What are G
eobacillus?
The genus Geobacillus includes thermophilic Gram-positive spore-forming bacteria that
form a phylogenetically coherent clade within the family Bacillaceae. They are of
great interest for biotechnology (as discussed below). These thermophiles seem to
be ubiquitous; viable Geobacillus spores can be isolated in large quantities not only
from hot environments such as hydrothermal vents, but also, paradoxically, from cool
soils and cold ocean sediments (Zeigler, 2005).
These bacteria were previously categorized as ‘Group 5’ within the genus Bacillus
but were subsequently split into the new genus Geobacillus (Nazina et al., 2001).

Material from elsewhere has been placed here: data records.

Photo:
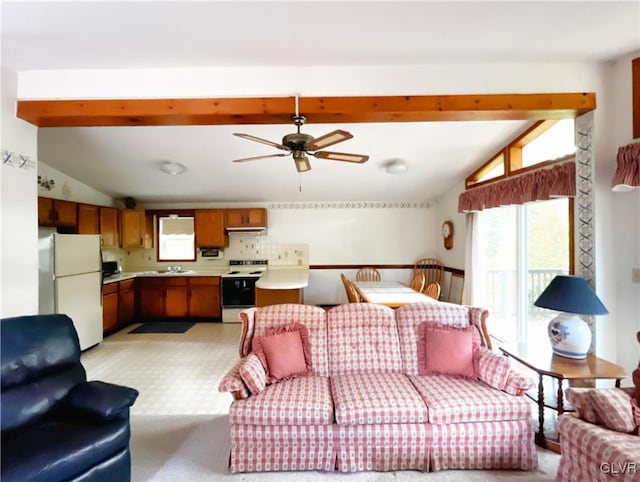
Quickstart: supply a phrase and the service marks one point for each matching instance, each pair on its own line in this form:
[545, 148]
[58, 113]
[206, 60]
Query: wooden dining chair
[350, 290]
[432, 268]
[432, 290]
[418, 282]
[368, 274]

Many Geobacillus strains were previously described as belonging to a single species
Bacillus stearothermophilus, but it was clear that there was great heterogeneity in
physiology, preferred temperature range and other phenotypic characteristics among
these strains. For example, see Fig. 1 showing three distinct colony morphologies
among three strains described as ‘B. stearothermophilus’. It is now absolutely clear
that there are several distinct species within Geobacillus and these can be distinguished
by both genotype and phenotype (Nazina et al., 2001; Banat et al., 2004; Zeigler,
2005; Dinsdale et al., 2011; Coorevits et al., 2012).
Fig 1
Diverse colony morphologies of strains classified as ‘G
. stearothermophilus’. Strains NRRL 1174, K1041 and NUB3621 were streaked-out on tryptic
soy broth plates and incubated overnight at 50°C. Plates were photographed under identical
conditions.
Why are G
eobacillus species of interest for biotechnology?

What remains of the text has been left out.